La niña pasó por la terraza de un restaurante ofreciendo sus dulces. Mujeres, hombres y niños desayunaban; pero también aprovechaban para comprar un mazapán, un tamarindo o una paleta enchilada como postre. Algunos miraban a De Trapo con cierta curiosidad, pero no preguntaban nada sobre ella. Otros la tomaban entre sus manos, pero no para admirarla sino para tomar algún dulce que se ocultaba debajo de ella.

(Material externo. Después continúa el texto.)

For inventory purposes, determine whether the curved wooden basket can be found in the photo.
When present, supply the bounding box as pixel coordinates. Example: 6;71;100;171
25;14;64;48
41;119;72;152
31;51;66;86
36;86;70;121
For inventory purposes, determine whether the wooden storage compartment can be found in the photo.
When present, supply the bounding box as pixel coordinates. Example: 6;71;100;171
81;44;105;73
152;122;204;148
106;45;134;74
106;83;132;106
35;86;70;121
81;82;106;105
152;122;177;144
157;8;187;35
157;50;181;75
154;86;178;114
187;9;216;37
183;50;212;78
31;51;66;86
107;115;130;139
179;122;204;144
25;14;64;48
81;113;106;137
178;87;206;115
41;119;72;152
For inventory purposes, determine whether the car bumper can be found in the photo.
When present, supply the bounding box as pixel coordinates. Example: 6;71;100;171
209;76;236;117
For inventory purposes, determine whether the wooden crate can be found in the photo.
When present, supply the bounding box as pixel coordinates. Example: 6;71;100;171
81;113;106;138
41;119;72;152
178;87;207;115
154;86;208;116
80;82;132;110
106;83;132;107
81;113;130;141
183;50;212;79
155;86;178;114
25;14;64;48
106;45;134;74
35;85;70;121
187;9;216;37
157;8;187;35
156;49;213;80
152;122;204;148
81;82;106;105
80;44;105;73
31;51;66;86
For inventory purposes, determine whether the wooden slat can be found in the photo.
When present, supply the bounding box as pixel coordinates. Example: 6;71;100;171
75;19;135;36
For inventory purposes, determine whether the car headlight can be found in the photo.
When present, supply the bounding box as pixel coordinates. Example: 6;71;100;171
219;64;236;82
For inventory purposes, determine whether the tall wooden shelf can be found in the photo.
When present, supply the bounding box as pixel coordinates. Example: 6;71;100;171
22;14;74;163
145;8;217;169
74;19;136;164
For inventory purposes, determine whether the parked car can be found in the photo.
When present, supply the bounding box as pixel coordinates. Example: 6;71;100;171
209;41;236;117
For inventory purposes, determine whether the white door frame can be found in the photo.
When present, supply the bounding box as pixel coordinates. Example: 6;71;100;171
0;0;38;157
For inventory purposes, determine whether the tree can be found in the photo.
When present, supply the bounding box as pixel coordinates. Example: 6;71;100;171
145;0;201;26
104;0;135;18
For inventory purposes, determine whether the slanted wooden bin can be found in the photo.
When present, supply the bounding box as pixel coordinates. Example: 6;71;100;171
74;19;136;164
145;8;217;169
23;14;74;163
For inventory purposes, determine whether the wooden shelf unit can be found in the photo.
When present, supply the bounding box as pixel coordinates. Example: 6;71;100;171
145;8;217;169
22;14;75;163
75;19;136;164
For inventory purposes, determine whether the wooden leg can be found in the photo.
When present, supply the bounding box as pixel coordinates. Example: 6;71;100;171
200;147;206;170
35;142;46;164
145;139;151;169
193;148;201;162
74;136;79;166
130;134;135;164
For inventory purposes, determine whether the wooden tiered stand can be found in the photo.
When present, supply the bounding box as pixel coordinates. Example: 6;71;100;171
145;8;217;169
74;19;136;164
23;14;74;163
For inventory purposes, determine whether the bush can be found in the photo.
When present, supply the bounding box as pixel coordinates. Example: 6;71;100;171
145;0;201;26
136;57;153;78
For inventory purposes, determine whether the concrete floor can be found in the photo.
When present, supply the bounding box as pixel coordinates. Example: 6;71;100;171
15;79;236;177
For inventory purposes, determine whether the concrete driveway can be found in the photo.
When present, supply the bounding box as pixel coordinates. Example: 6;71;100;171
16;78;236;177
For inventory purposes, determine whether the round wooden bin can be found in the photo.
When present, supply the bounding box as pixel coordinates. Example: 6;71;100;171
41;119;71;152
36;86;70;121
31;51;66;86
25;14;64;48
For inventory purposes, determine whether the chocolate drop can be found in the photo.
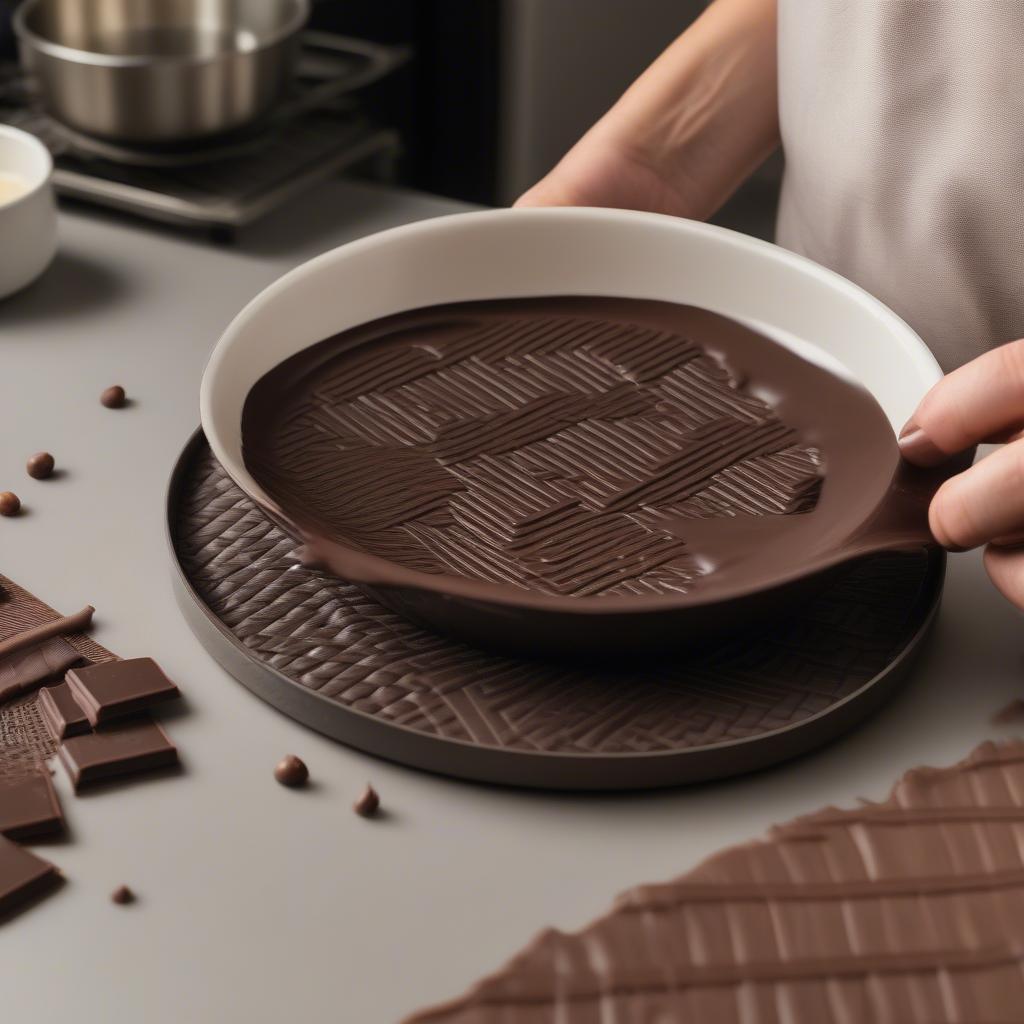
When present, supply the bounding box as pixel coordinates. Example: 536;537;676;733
273;754;309;786
352;782;381;818
25;452;53;480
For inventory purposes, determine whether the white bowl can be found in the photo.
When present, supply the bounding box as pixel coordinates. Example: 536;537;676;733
0;125;57;299
200;208;942;520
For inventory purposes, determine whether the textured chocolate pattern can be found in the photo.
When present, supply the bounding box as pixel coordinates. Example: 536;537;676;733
0;575;115;776
173;445;928;754
244;298;821;597
410;741;1024;1024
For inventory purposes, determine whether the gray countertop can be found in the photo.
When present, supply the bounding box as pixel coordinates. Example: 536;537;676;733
0;182;1024;1024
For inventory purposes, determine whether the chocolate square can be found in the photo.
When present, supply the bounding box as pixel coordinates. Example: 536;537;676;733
0;836;60;913
0;768;63;839
57;718;178;790
39;683;90;741
67;657;180;725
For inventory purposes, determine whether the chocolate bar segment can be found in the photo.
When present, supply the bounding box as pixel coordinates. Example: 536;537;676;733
67;657;180;726
410;741;1024;1024
39;683;90;742
58;718;178;790
0;767;63;840
0;836;60;914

De Trapo empezaba a disfrutar la aventura. Entonces la niña se metió en un restaurante techado por una estructura de palma. Las mesas y sillas eran de plástico blanco y casi todas ocupadas por mexicanos o extranjeros tomando alguna bebida o disfrutando de la comida típica de aquellas regiones. La niña se acercó a una de las mesas y colocó la canasta de dulces sobre ella. ¿Un dulcecito, güerita?, dijo a la mujer que se encontraba distraída, intentando hacer una llamada desde su celular.
La mujer giró su rostro hacia la niña y dijo: Ahora no. Pero sus ojos se abrieron de repente cuando miró, sobre la canasta a De Trapo. Mariam la reconoció inmediatamente, se iluminó su rostro, dejó el celular en la mesa y dijo a la niña: Esta es mi muñeca, ¿dónde la encontraste?. La niña contestó: Me la dio mi hermano, la encontró tirada en el manglar. Ayer la perdí allí mismo, dijo Mariam, cuando bajamos del barco; se cayó mi maleta y perdí varias cosas, entre ellas, mi muñeca. La niña la miraba sin ninguna expresión particular. El corazón de De Trapo latía sin cesar; pensaba que nuevamente caería en un sopor, en un desmayo. Ahí estaba Mariam, tan cerca de ella, pero ahora se encontraba bajo el cuidado de la niña, que para De Trapo era un lazo, aunque reciente, también valioso.
¿En cuánto me la vendes? La quiero mucho y me gustaría tenerla de nuevo, preguntó la mujer.
Con la generosidad que distingue a una niña de seis años, contestó: Si es tuya, te la regreso. Cuídala bien porque está muy bonita.
Y con su mano breve, tomó a De Trapo por el torso y la entregó a Mariam, quien la recibió con ambas palmas, peinó sus trenzas, acomodó su vestido, le dio un beso y la introdujo en su bolsa de mano. De Trapo vio cerrarse la bolsa desde dentro y regresó nuevamente a la oscura intimidad de Mariam.
Desde ahí escuchó un «gracias» de la voz de Mariam y las tres esbozaron, al mismo tiempo, una sonrisa tierna y tranquila.